Most people jump back and forth between these two phases – picking and cutting, picking and cutting – without making any real progress. Why; Because each new phase cancels the success of the latter.
On our site, we have talked about Point Definition Theory. It is the idea that the body is recognized by a certain weight and then becomes resistant to change. In the previous article, we discussed how it applies to weight loss. It's one of the reasons why losing weight – and maintaining it – can be so difficult.
But the concept also applies muscle gain. Your body is used to being a certain weight. When you change that through strength training, it will take steps to go back to how it was – unless you teach that this more muscular weight They are is new normal.
Have a Born Fitness Fitness Trainer on your gainz!
Teach your body that through what is called a maintenance phase.
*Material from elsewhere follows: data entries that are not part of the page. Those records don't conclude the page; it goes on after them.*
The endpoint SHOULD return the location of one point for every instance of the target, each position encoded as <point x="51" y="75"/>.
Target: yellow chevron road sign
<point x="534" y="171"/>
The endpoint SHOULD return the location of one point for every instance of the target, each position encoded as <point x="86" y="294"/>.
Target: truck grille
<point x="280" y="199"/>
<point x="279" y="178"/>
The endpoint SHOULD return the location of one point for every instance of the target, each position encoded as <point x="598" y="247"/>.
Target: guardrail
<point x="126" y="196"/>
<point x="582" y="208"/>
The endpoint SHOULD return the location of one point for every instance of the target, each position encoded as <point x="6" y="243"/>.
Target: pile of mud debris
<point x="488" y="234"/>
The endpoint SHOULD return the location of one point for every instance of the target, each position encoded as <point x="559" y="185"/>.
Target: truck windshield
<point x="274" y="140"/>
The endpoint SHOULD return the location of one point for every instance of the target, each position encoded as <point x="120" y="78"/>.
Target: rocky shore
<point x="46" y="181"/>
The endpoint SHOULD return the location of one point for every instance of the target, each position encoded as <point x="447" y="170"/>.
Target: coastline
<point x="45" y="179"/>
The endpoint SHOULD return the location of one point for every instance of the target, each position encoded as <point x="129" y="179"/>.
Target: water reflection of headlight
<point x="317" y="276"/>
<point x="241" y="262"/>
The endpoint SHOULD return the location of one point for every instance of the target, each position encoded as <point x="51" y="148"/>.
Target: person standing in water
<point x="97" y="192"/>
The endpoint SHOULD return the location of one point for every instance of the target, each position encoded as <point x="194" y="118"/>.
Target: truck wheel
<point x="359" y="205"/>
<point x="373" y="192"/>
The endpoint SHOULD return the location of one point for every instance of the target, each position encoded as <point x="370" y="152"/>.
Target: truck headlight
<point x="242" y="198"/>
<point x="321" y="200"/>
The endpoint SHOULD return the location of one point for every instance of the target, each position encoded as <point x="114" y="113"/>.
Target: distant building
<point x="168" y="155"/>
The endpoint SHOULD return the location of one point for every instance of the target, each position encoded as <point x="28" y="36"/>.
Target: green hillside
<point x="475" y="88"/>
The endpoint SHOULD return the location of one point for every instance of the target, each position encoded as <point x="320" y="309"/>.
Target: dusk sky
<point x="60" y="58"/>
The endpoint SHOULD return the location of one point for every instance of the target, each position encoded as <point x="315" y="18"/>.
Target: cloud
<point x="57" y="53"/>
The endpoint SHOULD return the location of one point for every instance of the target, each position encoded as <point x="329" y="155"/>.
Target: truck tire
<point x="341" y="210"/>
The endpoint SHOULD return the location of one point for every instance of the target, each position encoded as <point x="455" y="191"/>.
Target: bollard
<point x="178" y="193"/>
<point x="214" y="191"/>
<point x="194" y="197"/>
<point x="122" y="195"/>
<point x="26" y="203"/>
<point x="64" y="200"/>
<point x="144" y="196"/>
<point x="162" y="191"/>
In a lecture on the site of the Renaissance magazine, Dr. Mike Israetel discusses how people hold themselves back if they do not include this phase in their education. (The content itself is paywalk, but it's worth buying if you like not forgetting the science of muscle building.)
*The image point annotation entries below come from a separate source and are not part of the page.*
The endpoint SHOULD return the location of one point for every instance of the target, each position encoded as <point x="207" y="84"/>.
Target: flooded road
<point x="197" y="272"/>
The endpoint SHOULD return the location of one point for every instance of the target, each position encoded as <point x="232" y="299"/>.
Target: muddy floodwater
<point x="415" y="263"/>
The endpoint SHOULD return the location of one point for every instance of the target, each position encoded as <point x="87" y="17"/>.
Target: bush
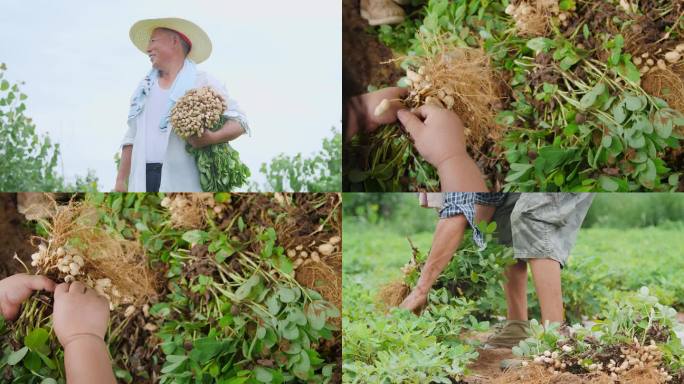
<point x="28" y="161"/>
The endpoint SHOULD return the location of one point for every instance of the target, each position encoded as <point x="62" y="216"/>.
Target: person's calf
<point x="547" y="282"/>
<point x="515" y="289"/>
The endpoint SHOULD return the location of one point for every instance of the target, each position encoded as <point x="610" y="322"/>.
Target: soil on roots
<point x="363" y="54"/>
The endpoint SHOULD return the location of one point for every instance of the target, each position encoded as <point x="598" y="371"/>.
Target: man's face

I do not want to give too much away or force the quality and depth of his explanation. So I'll summarize it this way: During a maintenance phase, relax in training a little. And you plan on eating what is called a balanced diet, which means you are trying to eat as many calories as you want, but no more.
Sample of building nutrients for muscle building
This formula from Adam's Great Spiritual Abs will help:
For total calories per day:
Take the weight you want to maintain and multiply it by 10 if you train for 1 hour or less a week. For each extra hour you train per week, add 1 to the multiplier. So if you were up to 200kg and trained 4 hours a week, you would multiply 13 by 200 and get 2,600 calories a day as a signal. You can split this set into all meals every day you prefer to eat (two, three, four, five, whatever).
Eat at least 1 gram per pound of body weight. So if you were 200 pounds, you would see 200 grams of protein (800 calories total) a day.
Eat half a gram of fat per pound of body weight. So at 200kg, it would target 100 grams of fat (900 calories) a day.
Determine the number of carbohydrates you consume by subtracting the proteins and fats from your daily total and then dividing the rest by 4. To continue the example we use here, we would use 2,600 calories in total minus 800 calories (protein) and 900 calories (fat), leaving you 900 carbs for carbohydrates. Divide it by 4 and you get 225 calories a day with carbohydrates.
While the maintenance phase may vary, you might want to approach it as if it were could do for several months or even years. Why; Because – again – you want this to be your new normal.
You want to think about building muscle not in days and weeks but months and years. The biggest, most muscular people in the world are the ones who show up for training, over and over, for years on end.